First Sergeant's Corner: Trust

  • Published
  • By MSgt Matthew Adelman, First Sergeant, AF Life Cycle Management Center
Having trust in an organization is one of the most foundational principles that can help people feel connected to each other and the mission. Trust plays an enormous part in positively shaping the organization’s culture.  According to a Harvard Business Review study, high-trust organizations experience less stress, have more energy, are more productive, experience fewer absences, cultivate engaged subordinates, and lead people to be more satisfied with their lives in general.  So, how do you cultivate trust? Leaders build trust through applying transparency, authenticity, credibility, and reliability.
 
Transparency is essential to communicating the organization’s goals and intentions.  It forces leaders to be open and candid with their subordinates and ensures employees are armed with as many resources as possible.  This is key to leveraging the very best in people and processes.  Leaders should offer regular and candid feedback that seeks to refine skills and set standards while being constructive and informative.  However, leaders should be attentive and willing to accept feedback in return.
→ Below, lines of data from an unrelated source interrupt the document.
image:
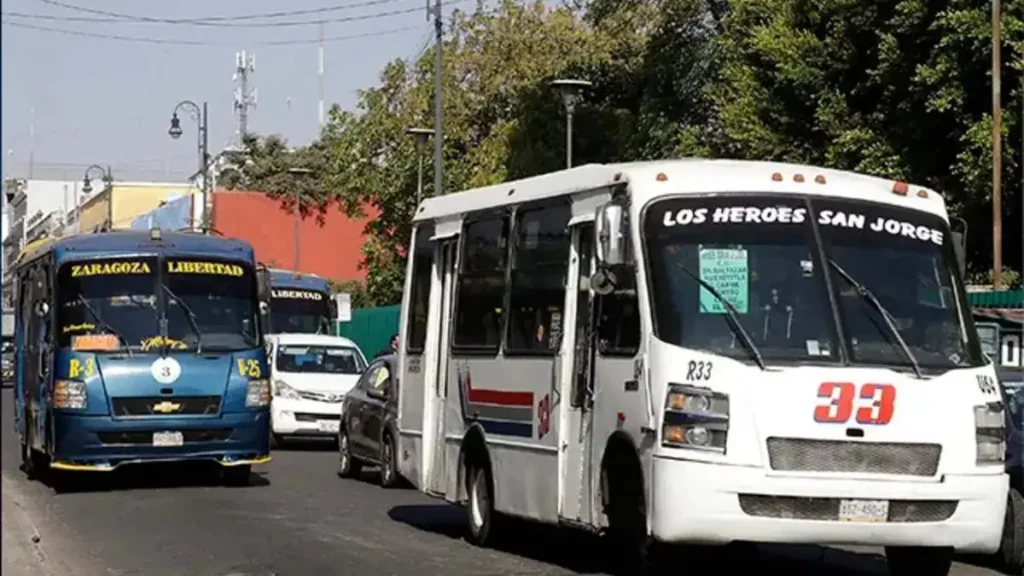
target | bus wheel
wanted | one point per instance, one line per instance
(480, 510)
(237, 476)
(1012, 546)
(919, 561)
(628, 528)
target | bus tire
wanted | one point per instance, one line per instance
(919, 561)
(237, 476)
(1012, 546)
(480, 502)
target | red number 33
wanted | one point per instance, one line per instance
(877, 406)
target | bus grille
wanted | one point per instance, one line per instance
(139, 438)
(791, 507)
(167, 406)
(864, 457)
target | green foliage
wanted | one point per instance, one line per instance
(895, 88)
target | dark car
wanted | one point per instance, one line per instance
(369, 429)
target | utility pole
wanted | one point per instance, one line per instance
(996, 147)
(320, 77)
(438, 98)
(244, 97)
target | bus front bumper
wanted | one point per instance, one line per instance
(102, 443)
(699, 502)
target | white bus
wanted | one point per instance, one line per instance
(702, 352)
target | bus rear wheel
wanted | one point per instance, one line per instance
(919, 561)
(480, 507)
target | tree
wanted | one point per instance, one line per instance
(492, 59)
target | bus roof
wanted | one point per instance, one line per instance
(686, 176)
(129, 241)
(297, 280)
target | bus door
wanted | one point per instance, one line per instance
(574, 462)
(445, 255)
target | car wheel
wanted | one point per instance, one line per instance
(237, 476)
(389, 476)
(347, 466)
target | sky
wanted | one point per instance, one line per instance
(109, 101)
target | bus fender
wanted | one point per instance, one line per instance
(474, 447)
(622, 465)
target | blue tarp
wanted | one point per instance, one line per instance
(176, 214)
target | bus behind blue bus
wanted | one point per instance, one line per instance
(297, 303)
(139, 346)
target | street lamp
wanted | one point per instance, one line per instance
(298, 203)
(422, 135)
(571, 92)
(200, 116)
(104, 174)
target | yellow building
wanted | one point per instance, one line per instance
(115, 207)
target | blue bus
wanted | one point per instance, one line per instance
(139, 346)
(297, 303)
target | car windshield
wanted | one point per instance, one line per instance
(299, 312)
(215, 298)
(320, 359)
(107, 303)
(761, 254)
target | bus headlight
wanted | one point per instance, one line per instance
(695, 418)
(989, 434)
(257, 394)
(70, 395)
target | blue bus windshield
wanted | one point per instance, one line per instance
(107, 304)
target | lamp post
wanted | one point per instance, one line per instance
(202, 119)
(422, 135)
(571, 92)
(298, 216)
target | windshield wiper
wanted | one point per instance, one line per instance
(193, 321)
(731, 314)
(863, 292)
(103, 324)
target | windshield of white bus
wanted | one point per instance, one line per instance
(320, 360)
(765, 257)
(107, 303)
(299, 312)
(221, 298)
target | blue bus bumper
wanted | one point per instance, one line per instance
(102, 443)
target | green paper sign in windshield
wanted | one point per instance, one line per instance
(727, 271)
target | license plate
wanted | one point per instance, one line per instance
(328, 425)
(863, 510)
(168, 439)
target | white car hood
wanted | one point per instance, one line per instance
(323, 383)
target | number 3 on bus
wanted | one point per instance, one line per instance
(878, 408)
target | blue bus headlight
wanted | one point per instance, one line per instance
(70, 395)
(258, 394)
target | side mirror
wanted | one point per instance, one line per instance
(960, 249)
(603, 282)
(610, 235)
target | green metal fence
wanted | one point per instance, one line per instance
(371, 328)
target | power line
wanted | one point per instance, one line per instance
(284, 24)
(166, 41)
(262, 15)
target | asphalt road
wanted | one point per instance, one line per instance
(296, 519)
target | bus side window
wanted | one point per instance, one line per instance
(478, 312)
(619, 318)
(423, 261)
(538, 280)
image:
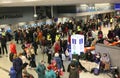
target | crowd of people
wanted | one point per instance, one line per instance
(51, 39)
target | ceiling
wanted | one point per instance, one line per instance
(13, 3)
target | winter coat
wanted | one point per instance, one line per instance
(12, 47)
(50, 74)
(12, 73)
(40, 70)
(17, 64)
(74, 73)
(59, 62)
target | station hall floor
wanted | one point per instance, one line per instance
(5, 65)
Seeking feedback on how to better train, equip, and organize their force forms long lasting, high performing teams.
 
Authenticity starts with being aware of yourself. Knowing your own values is essential to valuing and honing qualities in others and the organization. This principle can be cultivated by developing a high level of emotional intelligence. A foundational aspect of authenticity is having a true desire to know and help your subordinates do well leading to organizational and personal successes.  Another important aspect of this is showing vulnerability by owning your mistakes, admitting when you are wrong, and using lessons learned in the past to show your own humanity, especially when employees tend to put leaders on pedestals.
 
Reliability and credibility mean that you are consistent and follow-through with your commitments. Your actions align with your values and those of your organization and naturally forges paths to success.  It also means making well-informed, timely decisions. When leaders change positions or even their core values, it confuses subordinates and causes the organization to lose its identity. Paralysis by analysis is a real threat to reliability and credibility alike.  Leaders are not expected to know everything.  When they are not the experts, they should appoint and rely on those who are to make decisions.  Additionally, leaders must demonstrate integrity and fairness, especially when it comes to offering opportunities to lead teams and advance within the organization. A final component of reliability is accountability in yourself and your subordinates against well-defined standards.
 
Trust is a highly dynamic principle, often subjective to our personal biases and perspectives.  It is difficult to gain and even more difficult to regain after it is lost. However, applying these principles can go a long way in building an organization that cultivates trust at its core allowing employees to be truly connected to each other and the mission.